The idea of “punch” keeps ringing in my head that I thought it is a technical term, and I found another instance of the term in Martin’s article on different of expressions of modality packing semiotic “punches”. But it turns out “punch” is not a linguistic term in either of these two works; nor did they intend to define the term. However, it doesn’t mean it isn’t worth defining, because when you google “writing with a punch in the conclusion”, it’s not hard to find a few matches:

They are all useful resources with sound advice, but the advice seems to be for those who already master English, in a way that the tips do not explicitly make a point about what grammatical features are common for “linking the paragraph with the introduction”, “considering the implications of your argument” or “setting your discussion into a different context”.

Other tips don’t go beyond impressionistic visions of what a conclusion may “sound” like — with a sentence consisting mostly of one-syllable words. This doesn’t seem to be linguistically sound: so insightful phrases with long words aren’t welcomed? Even that particular website cannot wrap up its advice with that. How are students from an ESL background able to do the same?

From the two functional linguistic works mentioning punch, however loose the word may actually mean, it does pack a number of meanings that deserve close examination:

  1. Based on Hood (2010): Punch is how evaluation towards the topic is strengthened in relation to the logical and structural organisation. In terms of meaning, features such as adjectives and modality marking evaluation and stance towards the topic, conveyed through complex and general nouns, achieve greater evaluative effects at the end of the paragraph/essay after series of reasoning (such as cause-and-effect).
  2. Based on Martin (1995): Punch is the way modality is expressed in various forms that signal explicitness of authorship, positioning the reader, and adjusting modal responsibility — all of which point to the concept of “intersubjectivity”.

Somewhere between 1 and 2, there is a 3: Sue’s notion of “commitment” as a process of “recontextualising” layers of meanings in summary writing (Hood, 2008). The article suggests that more meanings, especially interpersonal meanings, are committed when ideas are summed up. Ah, aren’t conclusions all summaries at various levels?

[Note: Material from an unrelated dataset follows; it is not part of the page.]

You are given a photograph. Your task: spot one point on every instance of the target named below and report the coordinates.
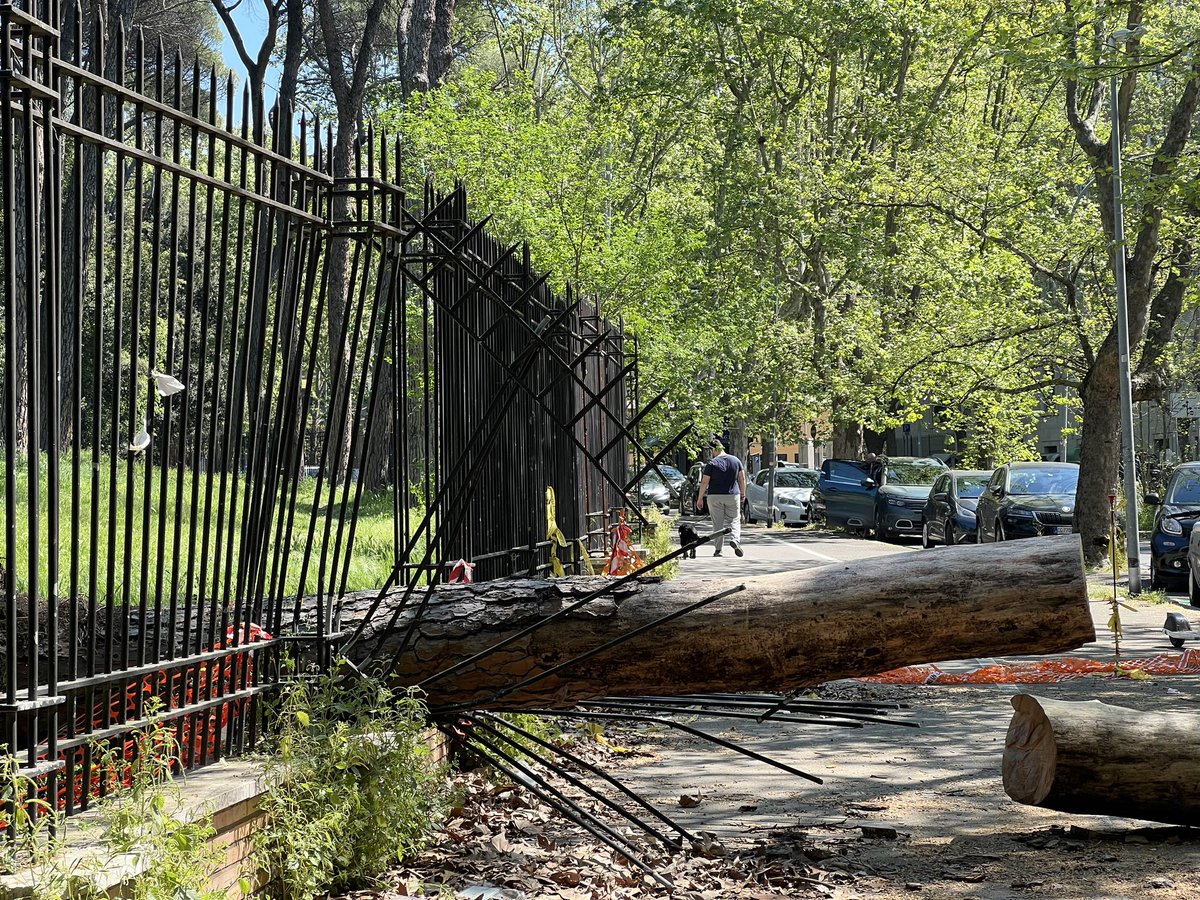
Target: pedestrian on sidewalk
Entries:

So far, the article examines all kinds of meanings except for logical meaning: conclusions and summaries can be seen as both restatements of the introduction and interpretations/evaluations of the topic (that’s why we use “as a result” to signal them for more than just annoying the readers by stating the obvious). In this sense, the evaluation is more affirmative when the cause-effect chain is effectively established and reaches the final verdict.

Mm… this reminds me of a book chapter by Martin (2004) titled “Sense and Sensibility”, in which he illustrates how an elaboration (sense) of a topic sentence can actually also have evaluation (sensibility) embedded within. So punch clearly has to do with all types of meaning in action “at boundary points in discourse” (Hunston & Thompson, as cited in Martin, 2004, p. 283).

Having said so much, I hope what I’ve outlined here makes sense. I cannot further elaborate here with examples due to space, but in the coming posts I can deconstruct this idea better by looking at how the complexity, logic, organisation, voice and evaluation (CLOVE?) merge and pack punches in essays.

Fellow teaching colleagues and linguists, if you reach this closing, I hope to have your valuable and constructive inputs to make sense of what I’ve said, enriching and organising my train of random thoughts.

Hood, S. (2008). Summary writing in academic contexts: Implicating meaning in processes of change. Linguistics and Education19(4), 351-365.
Hood, S. (2010). Appraising research: Evaluation in academic writing. Springer.
Martin, J. R. (1995). Interpersonal meaning, persuasion and public discourse: Packing semiotic punch. Australian Journal of Linguistics15(1), 33-67.
Martin, J. R. (2004). Sense and sensibility: Texturing evaluation. In J. Foley (Ed.), Language, education and discourse: Functional approaches (pp. 270-304). Continuum.